The earthquake’s epicenter was in the Wei River Valley in the Shaanxi Province, near the cities of Huaxian, Weinan and Huayin. In Huaxian alone, every single building and home collapsed, killing more than half the residents of the city. The death toll there was estimated in the tens of thousands. Similarly, the death toll and economic impact in Weinan and Huayin was also very high. There were places where 60-foot-deep crevices opened in the earth. Serious destruction and death occurred as much as 300 miles away from the epicenter. The earthquake triggered landslides, which also contributed to the massive death toll. Of course, the estimates could be off, but even if the number of deaths caused by the Shaanxi earthquake has been overestimated slightly, it would still rank as the worst disaster in history by a considerable margin.

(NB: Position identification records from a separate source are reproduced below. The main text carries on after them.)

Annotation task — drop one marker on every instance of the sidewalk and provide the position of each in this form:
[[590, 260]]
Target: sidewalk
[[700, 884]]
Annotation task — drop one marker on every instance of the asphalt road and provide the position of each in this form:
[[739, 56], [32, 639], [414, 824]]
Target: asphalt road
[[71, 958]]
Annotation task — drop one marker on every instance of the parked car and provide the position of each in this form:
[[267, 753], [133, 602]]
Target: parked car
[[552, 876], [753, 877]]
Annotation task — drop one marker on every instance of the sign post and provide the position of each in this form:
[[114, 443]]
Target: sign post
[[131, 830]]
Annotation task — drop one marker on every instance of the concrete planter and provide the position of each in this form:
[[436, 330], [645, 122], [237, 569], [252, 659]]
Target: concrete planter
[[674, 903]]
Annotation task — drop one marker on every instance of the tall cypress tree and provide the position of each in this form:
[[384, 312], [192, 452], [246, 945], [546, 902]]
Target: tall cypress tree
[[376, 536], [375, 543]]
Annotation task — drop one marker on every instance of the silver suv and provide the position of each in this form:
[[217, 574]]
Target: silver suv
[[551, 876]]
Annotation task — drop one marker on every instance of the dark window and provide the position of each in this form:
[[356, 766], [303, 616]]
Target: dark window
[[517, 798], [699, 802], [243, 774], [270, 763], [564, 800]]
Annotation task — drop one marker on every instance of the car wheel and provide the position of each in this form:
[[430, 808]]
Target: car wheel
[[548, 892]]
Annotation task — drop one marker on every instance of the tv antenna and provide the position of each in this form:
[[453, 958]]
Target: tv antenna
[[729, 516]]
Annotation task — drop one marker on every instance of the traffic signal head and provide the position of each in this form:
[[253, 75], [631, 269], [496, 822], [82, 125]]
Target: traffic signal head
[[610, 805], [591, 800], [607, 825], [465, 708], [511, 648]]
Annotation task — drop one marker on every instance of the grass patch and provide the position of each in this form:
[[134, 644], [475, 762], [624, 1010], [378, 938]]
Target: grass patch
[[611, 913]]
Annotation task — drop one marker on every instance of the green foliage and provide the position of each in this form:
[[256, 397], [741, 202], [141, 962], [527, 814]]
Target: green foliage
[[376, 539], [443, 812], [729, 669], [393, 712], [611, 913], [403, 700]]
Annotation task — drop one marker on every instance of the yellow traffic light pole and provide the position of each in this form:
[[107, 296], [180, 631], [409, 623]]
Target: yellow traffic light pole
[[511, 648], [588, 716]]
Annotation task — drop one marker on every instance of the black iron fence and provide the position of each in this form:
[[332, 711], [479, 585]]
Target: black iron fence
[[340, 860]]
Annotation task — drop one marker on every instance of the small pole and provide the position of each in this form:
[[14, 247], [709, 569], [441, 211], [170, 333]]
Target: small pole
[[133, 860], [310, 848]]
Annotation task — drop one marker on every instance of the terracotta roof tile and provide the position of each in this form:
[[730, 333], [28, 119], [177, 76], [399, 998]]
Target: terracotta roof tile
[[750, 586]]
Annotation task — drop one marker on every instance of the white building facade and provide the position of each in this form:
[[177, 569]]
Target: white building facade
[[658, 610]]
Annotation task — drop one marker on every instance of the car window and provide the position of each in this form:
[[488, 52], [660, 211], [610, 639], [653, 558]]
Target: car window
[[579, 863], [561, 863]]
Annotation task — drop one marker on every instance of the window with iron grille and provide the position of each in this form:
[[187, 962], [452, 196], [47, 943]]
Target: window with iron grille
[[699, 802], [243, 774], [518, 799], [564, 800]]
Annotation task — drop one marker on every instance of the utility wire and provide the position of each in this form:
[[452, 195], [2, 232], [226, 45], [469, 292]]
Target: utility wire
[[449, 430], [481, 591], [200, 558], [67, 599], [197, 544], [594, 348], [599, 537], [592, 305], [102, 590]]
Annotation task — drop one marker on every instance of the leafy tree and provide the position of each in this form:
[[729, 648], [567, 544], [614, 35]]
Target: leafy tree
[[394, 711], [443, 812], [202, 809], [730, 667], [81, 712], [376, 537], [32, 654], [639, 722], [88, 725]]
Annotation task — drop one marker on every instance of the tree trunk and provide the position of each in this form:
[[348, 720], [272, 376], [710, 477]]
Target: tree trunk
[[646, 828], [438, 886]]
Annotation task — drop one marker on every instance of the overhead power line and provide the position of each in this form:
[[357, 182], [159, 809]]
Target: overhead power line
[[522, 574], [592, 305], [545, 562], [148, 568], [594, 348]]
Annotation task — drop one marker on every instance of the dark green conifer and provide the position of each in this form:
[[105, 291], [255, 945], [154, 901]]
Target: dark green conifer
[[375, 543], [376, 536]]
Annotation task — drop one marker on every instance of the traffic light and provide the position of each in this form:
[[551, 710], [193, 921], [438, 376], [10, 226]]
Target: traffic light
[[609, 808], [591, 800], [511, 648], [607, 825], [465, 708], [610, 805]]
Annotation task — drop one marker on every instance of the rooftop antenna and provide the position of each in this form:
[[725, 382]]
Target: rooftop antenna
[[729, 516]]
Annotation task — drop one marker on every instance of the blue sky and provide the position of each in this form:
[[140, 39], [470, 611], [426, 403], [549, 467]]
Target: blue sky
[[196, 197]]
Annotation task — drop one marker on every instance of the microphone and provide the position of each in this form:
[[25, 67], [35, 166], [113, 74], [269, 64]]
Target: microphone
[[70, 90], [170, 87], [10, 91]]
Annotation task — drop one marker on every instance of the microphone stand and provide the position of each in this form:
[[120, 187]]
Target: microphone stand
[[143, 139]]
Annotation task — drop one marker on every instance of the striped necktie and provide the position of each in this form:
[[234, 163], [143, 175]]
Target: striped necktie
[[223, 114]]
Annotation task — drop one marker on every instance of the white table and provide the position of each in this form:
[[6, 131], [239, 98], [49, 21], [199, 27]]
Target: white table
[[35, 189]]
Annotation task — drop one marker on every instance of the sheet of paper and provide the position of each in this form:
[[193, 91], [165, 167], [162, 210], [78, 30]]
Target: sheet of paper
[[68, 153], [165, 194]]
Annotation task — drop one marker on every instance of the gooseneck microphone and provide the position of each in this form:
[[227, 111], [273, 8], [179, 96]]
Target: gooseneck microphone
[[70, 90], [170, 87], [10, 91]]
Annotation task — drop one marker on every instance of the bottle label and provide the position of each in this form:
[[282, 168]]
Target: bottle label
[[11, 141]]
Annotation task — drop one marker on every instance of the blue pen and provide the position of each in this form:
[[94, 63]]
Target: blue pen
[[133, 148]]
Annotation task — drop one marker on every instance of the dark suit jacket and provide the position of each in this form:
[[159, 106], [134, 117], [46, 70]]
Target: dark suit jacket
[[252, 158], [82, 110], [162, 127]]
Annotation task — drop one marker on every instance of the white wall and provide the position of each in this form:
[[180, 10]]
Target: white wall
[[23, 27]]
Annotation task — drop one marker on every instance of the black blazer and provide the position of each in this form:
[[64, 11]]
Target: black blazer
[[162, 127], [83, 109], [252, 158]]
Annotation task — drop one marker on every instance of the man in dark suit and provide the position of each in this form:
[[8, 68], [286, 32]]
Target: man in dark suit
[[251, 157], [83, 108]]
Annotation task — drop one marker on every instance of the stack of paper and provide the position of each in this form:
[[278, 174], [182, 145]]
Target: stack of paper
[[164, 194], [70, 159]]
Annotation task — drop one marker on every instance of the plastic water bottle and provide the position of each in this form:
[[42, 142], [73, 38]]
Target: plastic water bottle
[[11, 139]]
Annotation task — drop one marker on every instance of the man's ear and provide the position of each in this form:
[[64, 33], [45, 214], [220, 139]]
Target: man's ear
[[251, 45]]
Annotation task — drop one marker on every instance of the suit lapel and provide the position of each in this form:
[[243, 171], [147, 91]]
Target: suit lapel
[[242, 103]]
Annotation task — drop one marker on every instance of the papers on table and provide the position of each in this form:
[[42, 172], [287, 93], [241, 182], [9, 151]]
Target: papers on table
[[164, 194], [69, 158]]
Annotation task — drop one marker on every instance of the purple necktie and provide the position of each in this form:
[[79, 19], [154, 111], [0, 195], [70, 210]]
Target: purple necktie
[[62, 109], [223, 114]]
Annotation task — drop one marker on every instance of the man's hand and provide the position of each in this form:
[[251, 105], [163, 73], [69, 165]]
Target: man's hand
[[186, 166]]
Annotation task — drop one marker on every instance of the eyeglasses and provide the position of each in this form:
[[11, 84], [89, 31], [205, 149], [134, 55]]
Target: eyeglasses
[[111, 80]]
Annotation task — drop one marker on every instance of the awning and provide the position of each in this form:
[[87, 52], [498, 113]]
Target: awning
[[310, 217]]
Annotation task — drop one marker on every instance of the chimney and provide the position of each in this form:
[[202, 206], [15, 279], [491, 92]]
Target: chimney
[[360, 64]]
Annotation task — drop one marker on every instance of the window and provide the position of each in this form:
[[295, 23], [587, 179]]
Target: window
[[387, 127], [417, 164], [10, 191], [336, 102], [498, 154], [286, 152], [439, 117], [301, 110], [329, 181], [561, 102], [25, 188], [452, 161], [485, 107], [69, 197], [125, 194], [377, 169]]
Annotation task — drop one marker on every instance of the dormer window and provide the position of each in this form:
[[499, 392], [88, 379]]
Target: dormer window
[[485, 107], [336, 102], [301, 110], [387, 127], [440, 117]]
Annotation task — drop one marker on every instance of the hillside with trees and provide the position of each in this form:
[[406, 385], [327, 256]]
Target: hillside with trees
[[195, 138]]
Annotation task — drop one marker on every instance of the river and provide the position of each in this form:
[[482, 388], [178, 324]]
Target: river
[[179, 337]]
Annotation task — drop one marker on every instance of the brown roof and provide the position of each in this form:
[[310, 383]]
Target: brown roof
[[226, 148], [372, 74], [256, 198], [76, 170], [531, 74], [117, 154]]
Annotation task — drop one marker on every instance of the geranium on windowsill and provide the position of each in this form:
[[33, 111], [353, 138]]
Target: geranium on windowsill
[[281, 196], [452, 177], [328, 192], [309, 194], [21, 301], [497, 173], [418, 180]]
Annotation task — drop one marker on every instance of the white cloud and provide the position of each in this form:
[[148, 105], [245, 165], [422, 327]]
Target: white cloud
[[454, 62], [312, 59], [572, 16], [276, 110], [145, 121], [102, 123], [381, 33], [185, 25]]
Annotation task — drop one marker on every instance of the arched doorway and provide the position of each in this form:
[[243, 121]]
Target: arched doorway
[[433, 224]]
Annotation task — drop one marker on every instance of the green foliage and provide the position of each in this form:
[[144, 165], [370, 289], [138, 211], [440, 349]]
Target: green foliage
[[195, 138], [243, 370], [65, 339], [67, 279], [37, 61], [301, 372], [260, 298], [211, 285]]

On January 22, 1905, while Russia was well on its way to losing a war against Japan in the Far East, the country found itself engulfed in internal discontent that finally exploded into violence in Saint Petersburg. The horrific events of the day became known as the Bloody Sunday Massacre. Russia had been under the rule of Romanov Czar Nicholas II who had ascended to the throne in 1894. Czar Nicholas II was a weak-willed man who was more concerned that his line would not continue, because his only son Alexis suffered from hemophilia, than he was about the corruption going on in his own administration. Before long, Nicholas fell under the influence of such unsavory characters as Grigory Rasputin, the so-called mad monk. As corruption and an oppressive regime often do, Russia’s imperialist interests in Manchuria at the turn of the century brought on the Russo-Japanese War, which began in February 1904. Behind the scenes, revolutionary leaders, such as the exiled Vladimir Lenin, were gathering forces of socialist rebellion aimed at toppling the czar.

No one wanted to go to war with Japan, and it was going to take some work to drum up support for the unpopular war. The Russian government allowed a conference of the zemstvos to take the lead. A zemstvo was an institution of local government set up during the great emancipation reform of 1861 and carried out in Imperial Russia by Emperor Alexander II of Russia. The first zemstvo laws went into effect in 1864. After the October Revolution the zemstvo system was shut down by the Bolsheviks and replaced with a multilevel system of workers’ and peasants’ councils…the regional governments instituted by Nicholas’s grandfather Alexander II, in St. Petersburg in November 1904. The demands for reform made at this congress went unmet and more radical socialist and workers’ groups decided to take a different tack.

Things exploded on January 22, 1905, when a group of workers led by the radical priest Georgy Apollonovich Gapon marched to the czar’s Winter Palace in Saint Petersburg to make their demands. the imperial forces immediately opened fire on the demonstrators, killing and wounding hundreds. Strikes and riots broke out throughout the country in outraged response to the massacre. Czar Nicholas responded by promising the formation of a series of representative assemblies, or Dumas, to work toward reform. Unfortunately, he did not follow through with his promise, and internal tension in Russia continued to build over the next decade. As the regime proved unwilling to truly change its repressive ways and radical socialist groups, including Lenin’s Bolsheviks, became stronger, drawing ever closer to their revolutionary goals, the situation grew worse. Finally, more than 10 years later, everything came to a head as Russia’s resources were stretched to the breaking point by the demands of World War I.